Mondo Enoico
Gomma arabica per rendere morbidi i vini
Ci sono delle controindicazioni all'utilizzo eccessivo in cantina di tale additivo enologico. Se non si vuole incorrere in problemi di filtrazione occorre agire correttamente
21 maggio 2011 | Graziano Alderighi
Il regolamento CEE 822/87 e successive modificazioni ammette l'uso della gomma arabica da molto tempo ormai.

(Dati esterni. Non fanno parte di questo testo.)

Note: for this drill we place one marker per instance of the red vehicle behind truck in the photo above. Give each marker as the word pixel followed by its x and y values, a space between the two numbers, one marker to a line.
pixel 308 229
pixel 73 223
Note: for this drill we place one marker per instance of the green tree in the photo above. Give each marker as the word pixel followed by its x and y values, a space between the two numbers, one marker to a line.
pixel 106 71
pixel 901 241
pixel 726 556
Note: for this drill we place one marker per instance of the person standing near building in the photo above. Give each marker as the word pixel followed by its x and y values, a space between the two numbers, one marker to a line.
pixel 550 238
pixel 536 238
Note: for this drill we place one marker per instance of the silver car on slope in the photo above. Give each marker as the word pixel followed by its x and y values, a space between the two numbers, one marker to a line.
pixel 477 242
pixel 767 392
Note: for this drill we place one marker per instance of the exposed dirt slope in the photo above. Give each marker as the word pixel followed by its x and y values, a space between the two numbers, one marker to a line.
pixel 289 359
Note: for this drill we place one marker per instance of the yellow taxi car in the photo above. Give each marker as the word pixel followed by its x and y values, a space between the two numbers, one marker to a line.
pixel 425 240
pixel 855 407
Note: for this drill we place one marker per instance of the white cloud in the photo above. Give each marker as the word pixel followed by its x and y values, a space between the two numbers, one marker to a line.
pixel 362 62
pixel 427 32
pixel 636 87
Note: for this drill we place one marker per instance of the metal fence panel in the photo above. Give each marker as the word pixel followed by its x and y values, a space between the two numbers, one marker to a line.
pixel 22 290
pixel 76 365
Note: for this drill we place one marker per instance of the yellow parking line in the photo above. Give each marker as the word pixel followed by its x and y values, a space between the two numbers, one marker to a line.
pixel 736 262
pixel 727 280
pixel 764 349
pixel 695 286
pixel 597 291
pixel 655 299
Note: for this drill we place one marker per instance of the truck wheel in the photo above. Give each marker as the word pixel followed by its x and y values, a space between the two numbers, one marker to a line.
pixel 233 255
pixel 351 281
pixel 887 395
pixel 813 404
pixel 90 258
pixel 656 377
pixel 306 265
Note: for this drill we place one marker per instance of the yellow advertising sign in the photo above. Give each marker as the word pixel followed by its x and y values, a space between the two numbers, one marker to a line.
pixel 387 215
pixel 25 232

In cantina se ne fa un uso sempre più disinvolto perchè, a dosi abbastanza elevate, ammorbidirebbe il vino. Vi sono diversi studi e ricerche che indicano come la gomma arabica alteri la volatilità di alcuni composti aromatici.
Due i modelli d'azione:
- formazione di legami chimici con molecole organiche di varia natura
- influenza sulla velocità di "mass transfer" dalla massa liquida all'apparato olfattivo.
Occorre ricordare che le dosi normalmente suggerite per la stabilizzazione tartarica, che dovrebbe essere la primaria funzione della gomma arabica, ovvero 10-15 gr/hl, sono insufficienti a esercitare queste proprietà, rendendosi necessario operare a dosi decisamente più elevate: 400-500 gr/hl.
A queste dosi, tuttavia, si possono venire a creare problemi di varia natura nelle successive operazioni enologiche e in particolare in filtrazione. Queste problematiche spesso sono associate già a caratteristiche del vino di partenza, come alterazioni microbiologiche, chiarifiche non eseguite correttamente e le stesse proprietà reologiche della matrice di partenza.
Ne consegue la necessità, in questi casi, di intervenire con gomma arabica stabilizzata, praticamente priva di impurezze, con conseguente forte riduzione del potere intasante.
Ricordiamo infatti che la gomma arabica è una gomma naturale dell’albero chiamato “Acacia senegal” e altre acacie africane, composta essenzialmente quindi di un polisaccaride di arabani, galattani e di acidi uronici. A livello estrattivo la gomma arabica si presenta sotto forma di lacrime o gemme di colore biondo-rossiccio che hanno un sapore lieve e quasi nessun odore.
La normale purificazione industriale consta di un allontanamento dei tannini e delle impurità.
Può però essere messa in commercio sotto forma diluita in genere al 20 – 30% ed addizionata con stabilizzanti (acido citrico e anidride solforosa) ed è proprio questo prodotto che presenta le caratteristiche più interessanti, potendo arrivare a dosaggi fino 500 gr/hl senza controindicazioni e con un indice di colmatazione che non sembra essere influenzato dal contatto con la gomma arabica almeno nell'arco delle dodici/ventiquattro ore.